The Holiday Switch(44)
“This is…wow.” I was fully resigned to use my laptop until it died or all the keys fell off. I know how much this costs. I can probably tell you how many hours it would take for me to earn enough to buy this laptop. “Are you sure?”
“What do you mean, are we sure?” Dad glances at Mom for a beat, then says, “We want you to have everything you need to succeed.”
Inside me is a balloon that’s been inflated, filled with gratitude and joy. But it’s also taut with uncertainty and guilt. My parents have sacrificed and worked hard to get back on their feet. For me to succeed.
But what does that really mean?
* * *
Christmas Day passes like a vivid dream, from the twins’ early wakeup just shy of 5:00 a.m. so that we can open gifts, through brunch and early dinner, which consists of the usual suspects: lumpia and pancit, fried chicken and ham, bibingka, and Filipino fruit salad. The house is turned upside down, the noise level rises and falls depending on who’s in charge of the playlist, and the fire is kept lit throughout the day.
It is glorious. And like every year, even those lean years, I am swept up in all of it. There’s no rush, no pressure to be anywhere. There is just relaxing, and lounging, and something I never do during the rest of the year: Napping.
I’m still in my footed pajamas, though I did wash my face and brush my teeth this morning, and I pulled my Ate card and demanded the chaise part of our L-shaped couch. I lie down on my side and watch Grant, who is playing with his army men on the ottoman in front of the fireplace. Without Graham, he’s much calmer, and watching him set up the little figures is like ASMR for the eyes.

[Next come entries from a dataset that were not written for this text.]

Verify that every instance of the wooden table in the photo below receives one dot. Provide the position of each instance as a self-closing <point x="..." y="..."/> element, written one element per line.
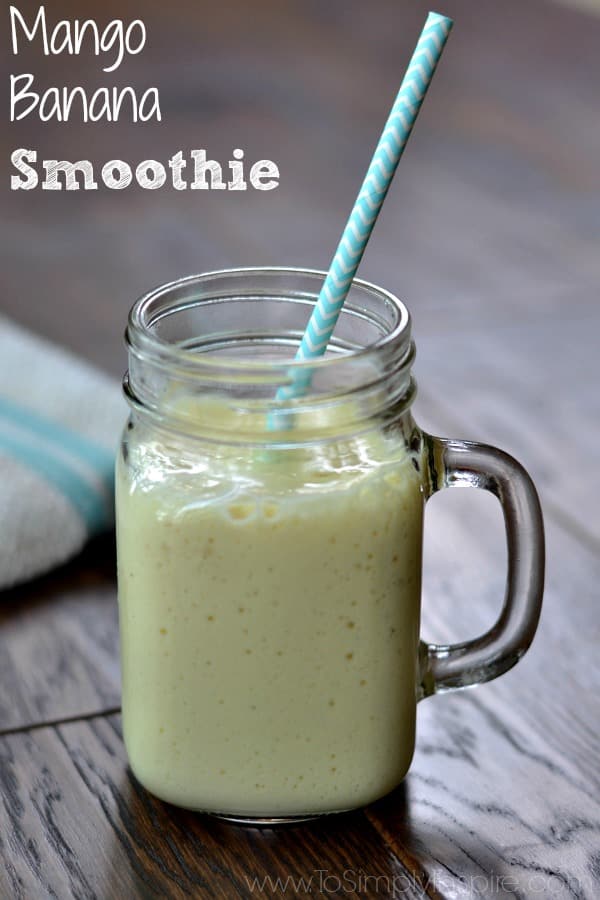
<point x="491" y="234"/>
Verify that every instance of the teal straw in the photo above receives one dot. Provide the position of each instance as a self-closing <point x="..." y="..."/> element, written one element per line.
<point x="370" y="199"/>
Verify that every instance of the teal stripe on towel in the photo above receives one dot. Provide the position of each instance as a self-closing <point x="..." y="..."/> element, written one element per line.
<point x="91" y="504"/>
<point x="95" y="456"/>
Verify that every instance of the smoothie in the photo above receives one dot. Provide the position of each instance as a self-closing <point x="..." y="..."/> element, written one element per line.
<point x="269" y="611"/>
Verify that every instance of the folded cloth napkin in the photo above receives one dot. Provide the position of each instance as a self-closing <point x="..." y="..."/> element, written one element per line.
<point x="60" y="421"/>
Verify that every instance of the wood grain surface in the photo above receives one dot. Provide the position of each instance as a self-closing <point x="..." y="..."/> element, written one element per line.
<point x="490" y="234"/>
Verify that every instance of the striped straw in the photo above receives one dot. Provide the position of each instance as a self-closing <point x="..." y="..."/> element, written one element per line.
<point x="370" y="199"/>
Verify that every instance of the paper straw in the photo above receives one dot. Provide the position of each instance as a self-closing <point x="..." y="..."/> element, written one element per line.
<point x="370" y="199"/>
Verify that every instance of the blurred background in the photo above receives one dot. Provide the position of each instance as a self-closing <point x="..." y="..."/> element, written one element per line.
<point x="489" y="233"/>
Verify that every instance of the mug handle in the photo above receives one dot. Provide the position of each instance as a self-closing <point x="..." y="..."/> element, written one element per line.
<point x="451" y="463"/>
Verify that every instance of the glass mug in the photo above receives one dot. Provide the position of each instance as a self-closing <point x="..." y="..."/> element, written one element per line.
<point x="269" y="552"/>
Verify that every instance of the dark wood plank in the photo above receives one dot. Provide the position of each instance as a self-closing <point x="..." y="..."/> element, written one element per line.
<point x="59" y="643"/>
<point x="504" y="791"/>
<point x="490" y="234"/>
<point x="76" y="824"/>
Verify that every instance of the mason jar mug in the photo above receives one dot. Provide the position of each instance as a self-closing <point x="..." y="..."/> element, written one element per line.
<point x="269" y="549"/>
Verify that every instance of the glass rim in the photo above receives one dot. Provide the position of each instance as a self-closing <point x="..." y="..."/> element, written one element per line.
<point x="139" y="336"/>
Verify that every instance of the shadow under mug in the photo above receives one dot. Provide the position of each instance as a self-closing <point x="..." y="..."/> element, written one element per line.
<point x="269" y="551"/>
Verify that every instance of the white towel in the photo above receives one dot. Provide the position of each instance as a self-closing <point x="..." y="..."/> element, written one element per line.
<point x="60" y="422"/>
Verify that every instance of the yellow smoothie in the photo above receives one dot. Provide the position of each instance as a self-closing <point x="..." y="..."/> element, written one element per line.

I was just as methodical with my Legos when I was a kid. I imagined worlds and built them one brick at a time. Yes, I would build them according to the box’s instructions, but shortly after, I’d take it all apart and rebuild it anew. Sometimes I took parts from other sets to put together one new world.
That’s how I built my high school life. One class, one club, one interest, until something bigger materialized. But while it’s so easy to change your mind with Legos if you don’t like the structure, what happens if you simply want to change your mind about the future? At what point can I switch things up? Is there even such a thing?
My phone buzzes next to my face.
Teddy: Merry Christmas
I blink with heavy eyelids.
Lila: Merry Christmas
Teddy: I hate to say it but I miss you
I gasp, now wide awake.
Teddy: There’s no one nagging me about anything
I laugh, and Grant turns to me with a goofy grin. He’s holding up a figurine. Then I have an idea. “Grant, smile,” I prompt.
His smile grows wider, spanning from ear to ear. I snap a picture and send it to Teddy. This, I realize, is the first photo I’ve texted him, and my mind races. Was that a good move? Our conversations are always laced with a little sarcasm and right now, there’s no hint of it.
I’m confused about lots of things these days.
Teddy: Grant, right?
Lila: Yep
Teddy: Spiderman
He was the first up the wall
Lila: That’s right
At the birthday party, Teddy called Grant Spider-Man.
My phone buzzes with another text. It’s a picture of Teddy holding up a Spider-Man graphic novel.
A. Graphic. Novel. My heart flutters.
Teddy: Show it to Grant!
Lila: Are you reading that?
Teddy: Nah.
Just bought it to let it sit here on my dresser
Lila: Brat
“Grant.” I wave my brother over and show him the screen. “Look.”
“Whoa, that’s cool!” Grant gives me a thumbs-up. I take another pic of him and send it.
Teddy: My man!
Warmth fills my chest. I settle back into the chaise, texting on my side.
Lila: I have a sister too Irene
Lila: A freshman
Teddy: Three years apart Like my mom and Tita Lou
Do you both get along?
Lila: We’re sisters
It’s complicated
Teddy: I hear you
I feel the complication
Not sure how to handle the complication
I run from complication
Lila: Climb you mean?
Teddy: Touché
Lila: Your Tita Lou is pretty great
A text doesn’t follow; Teddy either got sidetracked or he doesn’t want to talk about it anymore. Which I understand completely. If the Velascos and Riveras are anything like my family, the need for privacy is paramount.
I heft myself off the couch and find myself alone. Grant must have wandered off in the middle of me texting, and the house is unusually silent. I make sure that the fireplace door is shut, grab a cup of apple cider, and then, as I’ve been taught by babysitting, wander through the house to locate all of my people.